From Soaring in the Sky to Walking Along the Ground

May 26, 2013 19:52

From the time I was five, until after I turned 15, I was an Eagle. I proudly wore the purple and the white. Every year, from kindergarten on, I got the yearbook, keeping the memories that only grew as I did. I cheered on the soccer, basketball and baseball teams each year, hoping to see the Eagles boys and Eagles girls lead our division. I marched with the band, first as a clarinetist, then with the color guard. All of my friends were Eagles. Everyone I knew was an Eagle. I was proud to be an Eagle, and I didn't think that would ever change.

Then, when I was 15, I found that my Eagle days were behind me. Instead, I was an Indian. No longer were purple and white the colors that surrounded me, those proud, noble colors that adorned my jacket, my yearbooks, my daily life. Alternatively, I was thrust into a world of green and white. A world that was, in so many ways, foreign to me. Gone were the wide range of ages, from children to those ready for adulthood. Instead, everyone was within a few years of my own age. I had no hope of knowing everyone. I was honestly worried that I would end up knowing no one.

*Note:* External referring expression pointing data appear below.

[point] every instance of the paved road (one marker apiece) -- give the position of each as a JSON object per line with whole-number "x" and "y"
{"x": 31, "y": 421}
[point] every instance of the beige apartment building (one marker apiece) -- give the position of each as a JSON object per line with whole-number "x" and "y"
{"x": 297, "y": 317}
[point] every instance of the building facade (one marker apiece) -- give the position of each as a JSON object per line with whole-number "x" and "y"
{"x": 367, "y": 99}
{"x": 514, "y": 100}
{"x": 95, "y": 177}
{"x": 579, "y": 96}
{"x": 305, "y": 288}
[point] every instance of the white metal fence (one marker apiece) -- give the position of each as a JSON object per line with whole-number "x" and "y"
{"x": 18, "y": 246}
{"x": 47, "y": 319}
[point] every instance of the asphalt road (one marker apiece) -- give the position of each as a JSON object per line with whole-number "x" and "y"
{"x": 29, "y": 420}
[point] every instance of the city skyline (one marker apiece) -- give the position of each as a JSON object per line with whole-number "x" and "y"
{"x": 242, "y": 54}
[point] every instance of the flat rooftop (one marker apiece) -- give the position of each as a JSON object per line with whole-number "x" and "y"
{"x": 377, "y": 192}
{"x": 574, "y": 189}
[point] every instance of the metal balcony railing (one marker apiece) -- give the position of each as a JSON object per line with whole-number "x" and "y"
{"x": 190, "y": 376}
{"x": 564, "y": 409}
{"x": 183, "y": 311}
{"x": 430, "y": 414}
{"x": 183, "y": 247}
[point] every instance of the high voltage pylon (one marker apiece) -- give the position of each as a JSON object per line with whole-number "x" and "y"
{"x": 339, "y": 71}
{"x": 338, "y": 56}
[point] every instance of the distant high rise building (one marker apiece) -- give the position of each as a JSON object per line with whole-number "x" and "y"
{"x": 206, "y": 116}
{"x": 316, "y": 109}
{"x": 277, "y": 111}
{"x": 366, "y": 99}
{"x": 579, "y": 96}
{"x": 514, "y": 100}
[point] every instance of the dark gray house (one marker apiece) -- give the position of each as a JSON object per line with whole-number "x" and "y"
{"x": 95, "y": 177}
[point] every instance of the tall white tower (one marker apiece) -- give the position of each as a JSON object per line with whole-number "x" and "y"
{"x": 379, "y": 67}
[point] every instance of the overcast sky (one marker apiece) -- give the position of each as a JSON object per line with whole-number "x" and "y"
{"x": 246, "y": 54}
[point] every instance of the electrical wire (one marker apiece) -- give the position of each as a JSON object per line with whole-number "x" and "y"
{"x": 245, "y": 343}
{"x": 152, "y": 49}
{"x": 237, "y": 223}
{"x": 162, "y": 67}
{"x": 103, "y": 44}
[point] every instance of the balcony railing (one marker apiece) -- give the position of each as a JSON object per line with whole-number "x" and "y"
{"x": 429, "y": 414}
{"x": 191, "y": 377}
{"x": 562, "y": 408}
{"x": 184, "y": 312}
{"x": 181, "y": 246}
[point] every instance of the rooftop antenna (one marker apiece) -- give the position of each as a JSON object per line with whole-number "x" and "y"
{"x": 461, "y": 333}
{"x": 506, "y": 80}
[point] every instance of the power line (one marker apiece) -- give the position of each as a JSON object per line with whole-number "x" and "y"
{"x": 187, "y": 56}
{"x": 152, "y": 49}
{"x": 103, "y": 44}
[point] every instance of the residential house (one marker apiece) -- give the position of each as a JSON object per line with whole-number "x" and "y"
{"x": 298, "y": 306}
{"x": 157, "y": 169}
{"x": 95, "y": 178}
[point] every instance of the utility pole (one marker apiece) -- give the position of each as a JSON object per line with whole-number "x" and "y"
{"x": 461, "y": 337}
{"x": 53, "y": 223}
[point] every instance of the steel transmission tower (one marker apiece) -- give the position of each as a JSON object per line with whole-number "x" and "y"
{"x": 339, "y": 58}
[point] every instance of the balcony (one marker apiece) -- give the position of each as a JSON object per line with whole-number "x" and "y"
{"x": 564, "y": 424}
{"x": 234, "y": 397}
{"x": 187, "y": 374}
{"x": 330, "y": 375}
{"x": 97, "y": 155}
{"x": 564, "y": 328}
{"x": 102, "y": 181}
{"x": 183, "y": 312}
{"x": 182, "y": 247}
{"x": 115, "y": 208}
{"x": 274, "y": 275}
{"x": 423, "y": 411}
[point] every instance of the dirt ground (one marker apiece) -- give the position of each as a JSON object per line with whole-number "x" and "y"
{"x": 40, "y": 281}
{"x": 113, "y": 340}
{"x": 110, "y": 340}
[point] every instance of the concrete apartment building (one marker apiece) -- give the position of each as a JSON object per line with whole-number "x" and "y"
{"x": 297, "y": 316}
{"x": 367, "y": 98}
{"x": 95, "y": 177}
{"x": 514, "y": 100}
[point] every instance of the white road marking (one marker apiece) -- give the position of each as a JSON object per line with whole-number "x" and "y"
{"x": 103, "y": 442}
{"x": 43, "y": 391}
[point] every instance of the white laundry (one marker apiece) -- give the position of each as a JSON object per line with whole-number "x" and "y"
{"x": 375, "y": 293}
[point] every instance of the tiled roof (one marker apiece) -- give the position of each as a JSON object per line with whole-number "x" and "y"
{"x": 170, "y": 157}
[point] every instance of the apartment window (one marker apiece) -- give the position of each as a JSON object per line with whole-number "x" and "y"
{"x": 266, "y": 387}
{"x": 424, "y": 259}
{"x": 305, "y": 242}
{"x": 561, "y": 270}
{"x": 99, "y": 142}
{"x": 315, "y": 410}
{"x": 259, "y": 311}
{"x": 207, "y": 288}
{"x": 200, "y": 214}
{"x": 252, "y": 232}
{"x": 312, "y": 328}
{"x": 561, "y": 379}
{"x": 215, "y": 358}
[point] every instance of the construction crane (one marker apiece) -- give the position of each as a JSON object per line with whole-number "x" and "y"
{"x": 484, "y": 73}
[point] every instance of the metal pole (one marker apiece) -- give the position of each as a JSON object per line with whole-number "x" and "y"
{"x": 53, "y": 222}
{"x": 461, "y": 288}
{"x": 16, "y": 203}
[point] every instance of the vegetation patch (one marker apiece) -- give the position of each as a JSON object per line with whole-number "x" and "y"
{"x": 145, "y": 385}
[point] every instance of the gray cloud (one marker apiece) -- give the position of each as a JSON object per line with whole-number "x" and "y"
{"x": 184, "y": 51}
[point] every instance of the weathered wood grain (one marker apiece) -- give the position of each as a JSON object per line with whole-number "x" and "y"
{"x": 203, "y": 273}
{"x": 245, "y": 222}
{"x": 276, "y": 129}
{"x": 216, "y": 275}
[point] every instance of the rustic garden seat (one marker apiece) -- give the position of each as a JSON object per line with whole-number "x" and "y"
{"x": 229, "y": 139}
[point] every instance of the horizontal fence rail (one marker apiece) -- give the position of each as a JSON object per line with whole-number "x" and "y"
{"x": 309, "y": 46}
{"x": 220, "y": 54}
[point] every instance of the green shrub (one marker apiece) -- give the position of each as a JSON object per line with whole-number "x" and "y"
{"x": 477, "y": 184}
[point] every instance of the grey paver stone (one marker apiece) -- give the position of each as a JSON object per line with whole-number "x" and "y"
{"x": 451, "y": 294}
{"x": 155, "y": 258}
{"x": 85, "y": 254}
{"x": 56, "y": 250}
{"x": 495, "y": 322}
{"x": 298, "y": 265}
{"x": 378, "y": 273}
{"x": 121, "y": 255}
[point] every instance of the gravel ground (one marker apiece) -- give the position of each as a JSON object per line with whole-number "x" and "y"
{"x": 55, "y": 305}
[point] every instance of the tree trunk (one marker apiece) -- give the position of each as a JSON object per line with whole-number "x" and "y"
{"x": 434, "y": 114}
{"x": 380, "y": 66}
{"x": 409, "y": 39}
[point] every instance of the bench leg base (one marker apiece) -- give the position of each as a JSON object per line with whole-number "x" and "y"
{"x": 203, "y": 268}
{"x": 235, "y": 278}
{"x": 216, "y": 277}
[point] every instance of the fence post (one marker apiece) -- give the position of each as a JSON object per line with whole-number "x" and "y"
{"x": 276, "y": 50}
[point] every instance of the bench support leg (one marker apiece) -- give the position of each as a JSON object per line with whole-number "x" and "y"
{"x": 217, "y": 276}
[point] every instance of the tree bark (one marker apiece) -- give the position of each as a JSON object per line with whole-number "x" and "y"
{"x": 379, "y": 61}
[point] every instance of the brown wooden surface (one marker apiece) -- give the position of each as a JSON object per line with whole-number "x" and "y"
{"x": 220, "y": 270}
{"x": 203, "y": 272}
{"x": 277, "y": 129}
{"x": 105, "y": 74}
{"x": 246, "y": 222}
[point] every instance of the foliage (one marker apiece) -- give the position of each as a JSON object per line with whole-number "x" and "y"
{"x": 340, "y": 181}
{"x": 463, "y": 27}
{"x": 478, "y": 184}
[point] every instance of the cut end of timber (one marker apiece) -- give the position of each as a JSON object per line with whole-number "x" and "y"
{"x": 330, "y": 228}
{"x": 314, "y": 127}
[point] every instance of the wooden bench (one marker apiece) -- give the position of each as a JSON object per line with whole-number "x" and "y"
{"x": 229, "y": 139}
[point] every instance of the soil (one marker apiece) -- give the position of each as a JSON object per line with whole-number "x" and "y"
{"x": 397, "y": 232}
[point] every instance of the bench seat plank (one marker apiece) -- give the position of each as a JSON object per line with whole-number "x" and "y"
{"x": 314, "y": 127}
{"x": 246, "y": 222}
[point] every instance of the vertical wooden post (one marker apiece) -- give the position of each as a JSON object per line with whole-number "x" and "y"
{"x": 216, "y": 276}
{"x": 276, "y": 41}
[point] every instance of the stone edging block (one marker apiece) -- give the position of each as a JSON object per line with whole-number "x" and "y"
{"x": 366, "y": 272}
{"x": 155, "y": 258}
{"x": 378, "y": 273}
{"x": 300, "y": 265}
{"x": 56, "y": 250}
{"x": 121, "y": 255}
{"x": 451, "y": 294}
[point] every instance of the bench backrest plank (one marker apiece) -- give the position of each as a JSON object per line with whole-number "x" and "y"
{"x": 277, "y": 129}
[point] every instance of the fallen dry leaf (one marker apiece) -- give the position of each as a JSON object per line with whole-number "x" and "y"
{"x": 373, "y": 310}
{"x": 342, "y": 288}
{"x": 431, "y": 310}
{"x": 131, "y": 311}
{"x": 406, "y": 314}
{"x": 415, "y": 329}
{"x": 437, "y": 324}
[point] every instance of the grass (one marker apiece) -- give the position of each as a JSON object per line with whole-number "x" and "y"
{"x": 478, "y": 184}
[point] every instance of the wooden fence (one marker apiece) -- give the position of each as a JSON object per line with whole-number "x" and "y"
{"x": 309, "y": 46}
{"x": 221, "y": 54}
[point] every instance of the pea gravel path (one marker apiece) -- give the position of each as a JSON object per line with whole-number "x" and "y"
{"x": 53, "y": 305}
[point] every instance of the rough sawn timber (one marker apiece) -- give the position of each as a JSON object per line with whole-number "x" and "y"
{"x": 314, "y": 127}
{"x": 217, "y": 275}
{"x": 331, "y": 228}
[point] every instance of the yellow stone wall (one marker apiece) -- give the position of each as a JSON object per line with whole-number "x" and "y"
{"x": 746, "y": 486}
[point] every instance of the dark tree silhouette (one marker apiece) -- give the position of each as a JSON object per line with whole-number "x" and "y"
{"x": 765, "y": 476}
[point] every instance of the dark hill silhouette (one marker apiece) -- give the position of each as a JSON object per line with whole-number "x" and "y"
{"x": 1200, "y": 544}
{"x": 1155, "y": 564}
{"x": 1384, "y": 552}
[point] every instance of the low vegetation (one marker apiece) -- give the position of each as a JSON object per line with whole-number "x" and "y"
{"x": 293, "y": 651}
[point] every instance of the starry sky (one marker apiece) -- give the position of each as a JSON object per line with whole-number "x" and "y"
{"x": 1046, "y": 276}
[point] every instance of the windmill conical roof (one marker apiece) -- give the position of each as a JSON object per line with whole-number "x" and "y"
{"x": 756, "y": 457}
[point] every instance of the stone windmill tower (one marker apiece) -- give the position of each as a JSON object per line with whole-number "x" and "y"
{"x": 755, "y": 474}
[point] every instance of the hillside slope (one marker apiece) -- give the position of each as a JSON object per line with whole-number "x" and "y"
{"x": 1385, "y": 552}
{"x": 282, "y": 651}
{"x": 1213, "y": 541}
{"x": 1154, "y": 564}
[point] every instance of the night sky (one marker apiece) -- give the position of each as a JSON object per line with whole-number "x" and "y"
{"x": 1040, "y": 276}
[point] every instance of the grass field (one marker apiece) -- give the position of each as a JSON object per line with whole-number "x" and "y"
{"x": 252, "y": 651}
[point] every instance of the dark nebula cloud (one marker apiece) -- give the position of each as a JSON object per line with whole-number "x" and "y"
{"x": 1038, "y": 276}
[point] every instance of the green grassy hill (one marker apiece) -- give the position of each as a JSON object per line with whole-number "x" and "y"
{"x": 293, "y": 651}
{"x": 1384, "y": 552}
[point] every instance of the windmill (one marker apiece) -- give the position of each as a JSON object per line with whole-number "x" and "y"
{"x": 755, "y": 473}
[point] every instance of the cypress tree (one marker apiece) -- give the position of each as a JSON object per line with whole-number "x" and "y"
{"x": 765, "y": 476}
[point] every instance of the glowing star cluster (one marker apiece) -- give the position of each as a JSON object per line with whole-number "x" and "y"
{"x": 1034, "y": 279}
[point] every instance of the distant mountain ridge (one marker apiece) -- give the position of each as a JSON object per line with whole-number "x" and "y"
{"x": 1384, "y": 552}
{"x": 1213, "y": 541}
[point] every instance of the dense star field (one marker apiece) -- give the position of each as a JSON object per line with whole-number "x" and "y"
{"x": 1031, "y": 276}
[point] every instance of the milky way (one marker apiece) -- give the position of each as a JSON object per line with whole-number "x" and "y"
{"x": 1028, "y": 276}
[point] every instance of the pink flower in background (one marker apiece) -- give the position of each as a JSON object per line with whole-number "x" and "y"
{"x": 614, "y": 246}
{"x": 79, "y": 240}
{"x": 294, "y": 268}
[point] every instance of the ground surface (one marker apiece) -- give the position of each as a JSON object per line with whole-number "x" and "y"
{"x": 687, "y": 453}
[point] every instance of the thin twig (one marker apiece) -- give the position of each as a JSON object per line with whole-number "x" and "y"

Being an Indian was so different from being an Eagle. As an Eagle, we moved through one building, from age five until age 18. We were always so excited to get to the top floor, because it meant we were growing up. As an Indian, there were no floors. There was no single building. Instead, buildings spread wide, green areas in between, and I had no idea what each one housed. Being an Eagle meant that I knew that path I'd take. Regents classes, one following another, until I finally left with those words printed on that ever important piece of paper. There was no variety, no possibilities for anything different. This was my path. But as an Indian, there were so many choices. I could explore so much more. Sometimes, it was overwhelming. Being an Eagle meant I was able to shine, both academically and vocally. I knew that top grades would be mine, and I could be guaranteed usually a solo a year. Becoming an Indian, I had no idea where I would fit in. From now on, I would no longer be one of 30 but one of four hundred. Where would I fit there? How could I shine? I had no idea. Would this be the best move for me, moving from soaring like an Eagle to fighting like an Indian? I was scared, but I had to find out.

Coming down from the sky was the best move I could have made. No longer was my head in the clouds with dreams that probably wouldn't come true. Instead, I had to keep my feet on the ground, facing reality. I learned that not everything would be easy. Sometimes, I had to push myself to get what I wanted. I learned that my mistakes could be something in my past rather than something that defined my future. I was able to learn that there was so much more to me than I'd ever imagined, that I wasn't quite the outcast I thought I would be. I became someone who could take chances, maybe learn a thing or two along the way. I learned that I didn't need to be the best to shine. And that the world was so much larger than I'd ever imagined. I learned that love could both be the most amazing thing in the world, as well as the most heartbreaking. And that neither the height of passion or the death of despair would kill me, even when I thought it would.

Being an Eagle started shaping me into the person I would be, giving me the foundation of my future. But being an Indian sharped the lines, built the walls and helped me figure out what I wanted that future to be.


Christmas as an Eagle


A warm fall day as an Indian
This post is for week 2 of LJ Idol. We were given four topics to choose from, and I chose to talk about Indians.